CreditorWatch CEO Patrick Coghlan told SmartCompany big construction firms are the latest victim of the pandemic’s “triple threat”.

“You’ve got big supply chain delays because raw materials aren’t available, you’ve got material price increases which is either part of the supply chain issue or the result of inflation (and that’s where it can get really dangerous, is if a builder doesn’t quote properly as it can substantially blow out their margin) and three, there are a lot of project delays due to labour shortages from COVID-19,” he says.

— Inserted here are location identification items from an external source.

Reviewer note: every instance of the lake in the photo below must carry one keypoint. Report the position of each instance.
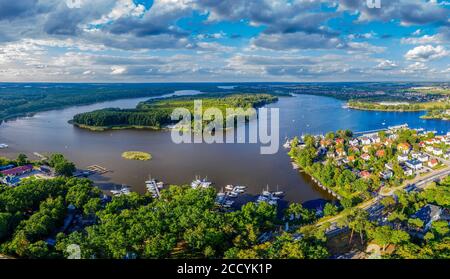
(224, 164)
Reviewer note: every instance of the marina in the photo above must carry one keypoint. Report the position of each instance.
(177, 164)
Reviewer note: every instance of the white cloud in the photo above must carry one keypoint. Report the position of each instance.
(386, 65)
(426, 53)
(118, 70)
(427, 39)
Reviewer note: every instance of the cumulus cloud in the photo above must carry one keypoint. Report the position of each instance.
(426, 53)
(118, 70)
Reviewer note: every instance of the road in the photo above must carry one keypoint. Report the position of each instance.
(418, 182)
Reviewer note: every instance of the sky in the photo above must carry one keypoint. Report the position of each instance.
(224, 40)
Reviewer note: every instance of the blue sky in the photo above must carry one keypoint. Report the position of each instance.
(235, 40)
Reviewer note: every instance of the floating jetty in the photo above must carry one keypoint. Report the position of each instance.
(40, 156)
(125, 190)
(321, 186)
(154, 187)
(97, 169)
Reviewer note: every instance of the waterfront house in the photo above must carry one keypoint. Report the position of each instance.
(340, 152)
(331, 155)
(423, 158)
(365, 174)
(340, 141)
(366, 148)
(376, 139)
(428, 214)
(354, 142)
(2, 168)
(349, 159)
(388, 142)
(366, 141)
(407, 171)
(365, 157)
(404, 148)
(380, 153)
(414, 164)
(402, 157)
(387, 174)
(433, 163)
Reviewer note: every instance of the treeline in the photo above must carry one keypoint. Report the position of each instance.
(381, 107)
(184, 223)
(157, 113)
(118, 117)
(18, 100)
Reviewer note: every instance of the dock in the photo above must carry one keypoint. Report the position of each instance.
(97, 169)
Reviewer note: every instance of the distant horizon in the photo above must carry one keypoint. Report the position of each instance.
(160, 41)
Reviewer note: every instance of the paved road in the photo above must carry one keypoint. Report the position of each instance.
(418, 182)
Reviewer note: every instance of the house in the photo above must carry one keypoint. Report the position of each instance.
(17, 171)
(365, 157)
(351, 159)
(365, 174)
(388, 142)
(366, 141)
(407, 171)
(366, 148)
(437, 151)
(433, 163)
(402, 158)
(376, 139)
(414, 164)
(387, 174)
(404, 147)
(415, 155)
(380, 153)
(428, 214)
(447, 155)
(423, 158)
(354, 142)
(2, 168)
(325, 143)
(331, 155)
(340, 152)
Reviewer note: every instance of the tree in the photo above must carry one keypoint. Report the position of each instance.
(385, 235)
(358, 222)
(415, 223)
(330, 210)
(22, 160)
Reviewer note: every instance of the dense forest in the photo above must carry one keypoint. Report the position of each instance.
(25, 99)
(184, 223)
(157, 113)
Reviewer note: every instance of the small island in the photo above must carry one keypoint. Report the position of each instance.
(137, 156)
(156, 114)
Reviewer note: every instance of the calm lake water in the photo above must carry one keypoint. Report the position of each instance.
(178, 164)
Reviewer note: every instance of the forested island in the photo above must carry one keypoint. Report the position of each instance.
(156, 113)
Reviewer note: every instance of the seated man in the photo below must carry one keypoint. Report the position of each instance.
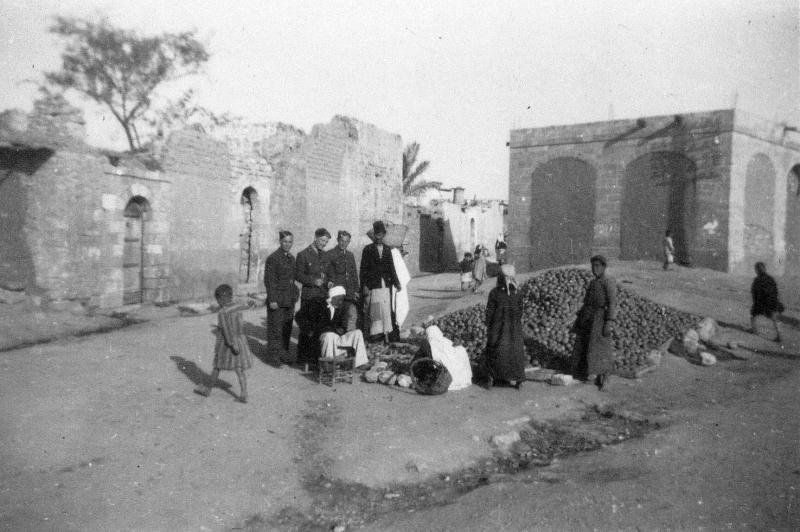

Newbie Roberts has come under scrutiny in his new portfolio since taking the Planning reigns from Rob Stokes — one of his first moves was to bin the “design and place” policy which would’ve seen a raft of rules for greener and more sustainable land and housing development.

“Being Planning Minister, no one’s ever happy,” Roberts said in response.

“You’re either building, for some people, too many homes, or for other people not enough homes. What does success look like? Everyone’s a little bit unhappy. You’ve just got to accept that. It’s not my job to be liked.

“My job is to undertake what the premier’s instructed me to do.”